Below the correct, optimized version:

void concat(char* source, char** dest)
{
    int longSrc = longueur(source);
    int longDst = longueur(dest);
    char *pDst, *pSrc;

    if ((pDst = realloc(*dest, longSrc + longDst + 1))==NULL) return;

    if (pDst != *dest) *dest= pDst;

    pDst += longSrc;
    pSrc= source;

    while(pSrc)
        *pDst++ = *pSrc++;

    *pDst = '\0';
}

Answer 3

After you have freed dest here:

free(dest);

You cannot use this pointer in following call to realloc:

dest = (char*) realloc(dest, ((longStr1 + longStr2)* sizeof(char)));

/*dest[0] = temp[0]; <------  If I do this it will generate issue, so the bellow code too*/

man realloc

void *realloc(void *ptr, size_t size);

The realloc() function changes the size of the memory block pointed to by ptr to size bytes. (...)

But this pointer is invalid now and you cannot use it anymore.

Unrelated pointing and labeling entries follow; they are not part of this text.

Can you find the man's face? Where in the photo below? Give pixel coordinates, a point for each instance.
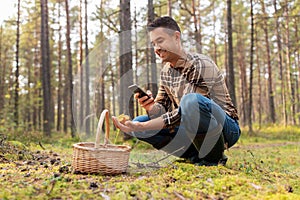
(166, 46)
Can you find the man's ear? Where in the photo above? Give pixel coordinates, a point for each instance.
(177, 36)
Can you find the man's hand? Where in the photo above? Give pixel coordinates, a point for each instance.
(127, 126)
(144, 102)
(130, 126)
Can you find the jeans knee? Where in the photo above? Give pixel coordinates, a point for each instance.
(189, 101)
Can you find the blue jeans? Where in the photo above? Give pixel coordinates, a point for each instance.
(201, 118)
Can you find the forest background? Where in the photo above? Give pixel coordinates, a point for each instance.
(63, 62)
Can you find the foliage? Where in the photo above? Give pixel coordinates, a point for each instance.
(261, 166)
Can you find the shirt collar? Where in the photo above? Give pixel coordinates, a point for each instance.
(184, 61)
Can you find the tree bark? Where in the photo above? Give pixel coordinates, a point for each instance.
(125, 55)
(45, 74)
(70, 71)
(59, 66)
(271, 114)
(16, 109)
(153, 85)
(281, 76)
(230, 80)
(251, 70)
(87, 74)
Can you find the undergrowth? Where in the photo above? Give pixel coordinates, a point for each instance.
(264, 165)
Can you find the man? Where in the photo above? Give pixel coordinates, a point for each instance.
(192, 113)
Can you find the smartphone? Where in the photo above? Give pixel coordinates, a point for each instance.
(136, 89)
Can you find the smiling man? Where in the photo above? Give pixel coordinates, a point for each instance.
(192, 116)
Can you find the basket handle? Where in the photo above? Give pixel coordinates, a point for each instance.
(104, 115)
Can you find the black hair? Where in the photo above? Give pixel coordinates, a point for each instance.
(164, 22)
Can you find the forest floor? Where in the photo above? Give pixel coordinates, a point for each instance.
(265, 165)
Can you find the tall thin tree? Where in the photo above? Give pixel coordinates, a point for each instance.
(153, 66)
(251, 69)
(16, 109)
(230, 81)
(46, 71)
(87, 71)
(70, 70)
(270, 76)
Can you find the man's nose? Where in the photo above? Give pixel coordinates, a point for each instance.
(156, 47)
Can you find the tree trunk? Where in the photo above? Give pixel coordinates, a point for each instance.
(2, 75)
(271, 114)
(290, 87)
(251, 70)
(281, 75)
(70, 70)
(136, 59)
(16, 109)
(125, 55)
(230, 80)
(87, 72)
(46, 82)
(153, 87)
(59, 66)
(80, 68)
(259, 102)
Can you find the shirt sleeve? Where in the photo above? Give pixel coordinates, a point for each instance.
(162, 107)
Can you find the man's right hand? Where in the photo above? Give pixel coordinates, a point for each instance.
(145, 102)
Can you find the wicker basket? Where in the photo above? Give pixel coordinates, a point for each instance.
(89, 157)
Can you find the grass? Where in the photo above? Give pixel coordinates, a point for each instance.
(265, 165)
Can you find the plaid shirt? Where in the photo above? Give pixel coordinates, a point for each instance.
(195, 73)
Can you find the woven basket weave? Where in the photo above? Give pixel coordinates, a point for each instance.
(89, 157)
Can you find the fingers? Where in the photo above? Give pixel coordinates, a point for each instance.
(121, 126)
(115, 121)
(149, 93)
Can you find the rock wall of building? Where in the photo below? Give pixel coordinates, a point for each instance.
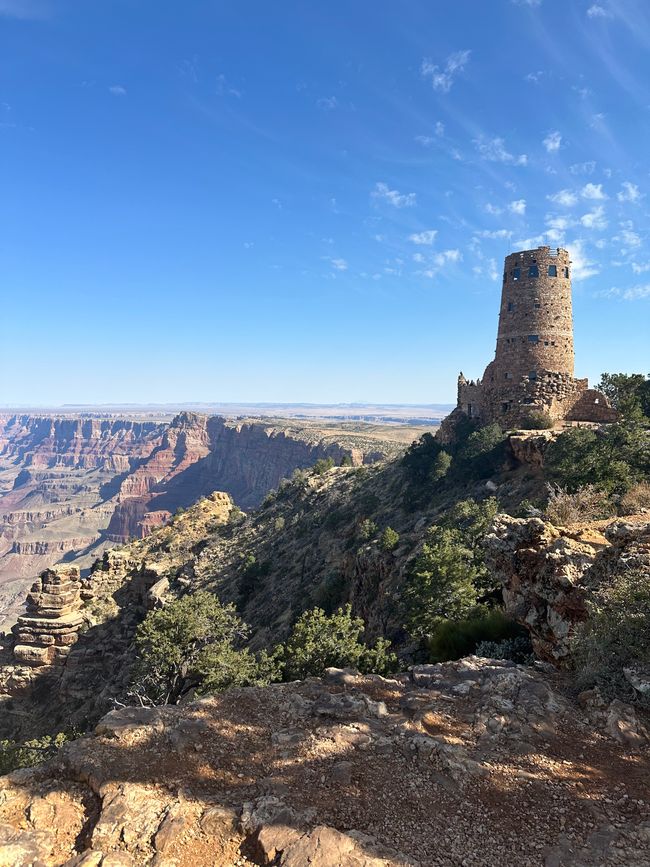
(533, 368)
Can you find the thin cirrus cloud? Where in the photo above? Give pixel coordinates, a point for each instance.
(383, 193)
(566, 198)
(425, 238)
(593, 191)
(594, 219)
(443, 77)
(628, 193)
(553, 142)
(494, 150)
(598, 11)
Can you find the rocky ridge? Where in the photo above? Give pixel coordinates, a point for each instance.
(478, 762)
(73, 487)
(548, 573)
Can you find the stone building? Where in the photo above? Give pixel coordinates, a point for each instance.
(532, 371)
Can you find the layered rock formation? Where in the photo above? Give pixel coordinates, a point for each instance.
(51, 625)
(72, 487)
(479, 762)
(548, 573)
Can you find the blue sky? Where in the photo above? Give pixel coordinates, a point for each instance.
(311, 201)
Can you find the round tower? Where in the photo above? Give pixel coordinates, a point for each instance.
(535, 321)
(533, 365)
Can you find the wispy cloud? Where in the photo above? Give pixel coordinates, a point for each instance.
(427, 237)
(593, 191)
(628, 193)
(598, 11)
(443, 77)
(328, 103)
(582, 267)
(553, 142)
(383, 192)
(495, 234)
(494, 150)
(566, 198)
(586, 168)
(594, 219)
(633, 293)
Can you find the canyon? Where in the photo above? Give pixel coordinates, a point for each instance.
(73, 486)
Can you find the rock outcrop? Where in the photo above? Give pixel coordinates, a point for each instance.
(72, 487)
(478, 762)
(548, 573)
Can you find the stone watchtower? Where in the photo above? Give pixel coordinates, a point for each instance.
(533, 368)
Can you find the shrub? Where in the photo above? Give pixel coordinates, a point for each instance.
(538, 420)
(318, 642)
(26, 754)
(517, 650)
(586, 504)
(322, 465)
(367, 529)
(612, 460)
(483, 453)
(455, 639)
(193, 642)
(637, 498)
(389, 539)
(616, 636)
(440, 583)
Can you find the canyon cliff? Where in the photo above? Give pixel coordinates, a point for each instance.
(72, 487)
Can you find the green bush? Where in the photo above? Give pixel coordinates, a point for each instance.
(613, 459)
(518, 650)
(586, 504)
(616, 636)
(441, 582)
(26, 754)
(455, 639)
(194, 643)
(449, 576)
(628, 393)
(538, 420)
(366, 530)
(318, 642)
(389, 539)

When you call free(dest), the memory dest points to is being freed, but the value of dest stays untouched, making the dest a dangling pointer. Accessing the memory that has already been freed produces undefined behavior.

NOTE: Even if free(dest) is technically valid when called on pointer to memory allocated by malloc (it is not an error in your function to call free(dest) then), it is incorrect to use this on pointer to literal string as you do in your example (because str2 points to string literal it is an error to pass this pointer to function calling free on it).

Answer 4

Given your original use, perhaps you would find a variant like this useful

#include <stdio.h>
#include <stdlib.h>
#include <stdint.h>

size_t longueur ( const char * str ) {               /* correct type for string lengths */
    size_t len = 0;

    while (*str++ != '\0') ++len;
    return len;
}

char * concat ( const char * first, const char * second ) {
    const char * s1 = first  ? first  : "";          /* allow NULL input(s) to be */
    const char * s2 = second ? second : "";          /* treated as empty strings */
    size_t ls1 = longueur(s1);
    size_t ls2 = longueur(s2);
    char * result = malloc( ls1 + ls2 + 1 );         /* +1 for NUL at the end */
    char * dst = result;   

    if (dst != NULL) {
        while ((*dst = *s1++) != '\0') ++dst;        /* copy s1\0 */
        while ((*dst = *s2++) != '\0') ++dst;        /* copy s2\0 starting on s1's \0 */
    }
    return result;
}

int main ( void ) {
    const char *str1 = "Hello";
    const char *str2 = " World";
    char * greeting = concat(str1, str2);

    printf("-------------\n%s\n-------------\n", greeting);
    free(greeting);
    return 0;
}

In this variant, the two inputs are concatenated and the result of the concatenation is returned. The two inputs are left untouched.